Thursday, July 23, 2009

MaryLou's

Have you ever met your guardian angel? Really met her? I have. I have always remembered that place and longed to return to it ever since.

It was back in my college days. I was in the middle of nowhere and my stomach was growling. I had been on the road since the previous morning, on the way across the states to visit a friend back east. It was a sparatic decision I'd made to go. One day I was sitting around in my apartment feeling lonesome, and the next my bags were packed and I loaded the car up with my belongings and headed out on the open road.

My last granola bar was eaten before noon that day and I knew now was the time to break out my stash of cash. I'd been saving this wad of bills for about a year in anticipation for a rainy day. I thought about the rolled-up bundle in the glove box. I'd added to it almost every day if I could. Honestly, I hadn't even thought to count it yet.

My stomach growled and I remember looking around at the sparse view. I thought I would have to wait awhile before getting anywhere I could spend some money on something to eat. I was still lonesome. Somehow I thought driving across the states would make me feel better. It only succeeded in making my heart hurt more.

But then something down the road caught my eye. A shack? No, it was a little store. I wondered what was it doing way out there. As it got closer I noticed a sign that read "MaryLou's" in big red letters. "We've got everything." That's quite confident, I thought.

When I went inside I was greeted with a lovely warm mixture of scents, somehow familiar. I closed my eyes, it felt natural. I picked out some of the scents I recognized: cinnamon, apple cider, new leather, cedar, and some other kind of spice... rosemary?

"Can I help you?" a woman with a curly, unruly hair was approaching from the back of the store. She wiped her hands on an apron she was wearing and had flour smeared across her face.
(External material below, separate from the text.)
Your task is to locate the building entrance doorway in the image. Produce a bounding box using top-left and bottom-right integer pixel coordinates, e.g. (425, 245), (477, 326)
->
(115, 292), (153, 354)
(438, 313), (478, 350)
I smiled at her unconsciously. It felt like home here in a way. I had missed the feeling for too long. She watched me for a moment and then asked, "You want a piece of fresh peach pie?"

"Sure."

The hours slipped by there in the store unnoticed. I'm not sure what kind of spell I was under, but the store had some magic to it. So did MaryLou. She chatted with me about several different things, her children, long grown and gone, her love "passed to a better place" as she called it. I was mainly quiet, but comfortable. She never prodded me for information about myself and I liked it that way. I shared things with her when I wanted to. It was a new freedom to have a conversation like that. I didn't want to leave and she didn't make me. It grew dark and I slept there in the back of the store where she made up a cot for me. It was so kind of her.

The next day she helped me load a bunch of things into my car. She insisted. I handed her some of my cash and she accepted graciously. But then after driving about an hour, I spotted the cash I'd given her sitting on the seat next to me. I shook my head in awe. How did that woman survive?

That's a question I've had on my mind ever since. On the drive back home I took the exact same route, to be sure to stop in and see MaryLou again. But her shop wasn't there. I never came across "MaryLou's" again. I've wondered about it and longed for it ever since.

Yet somehow it didn't surprise me. It was a magical place. That's why I say my guardian angel's name is MaryLou, the one that's got everything.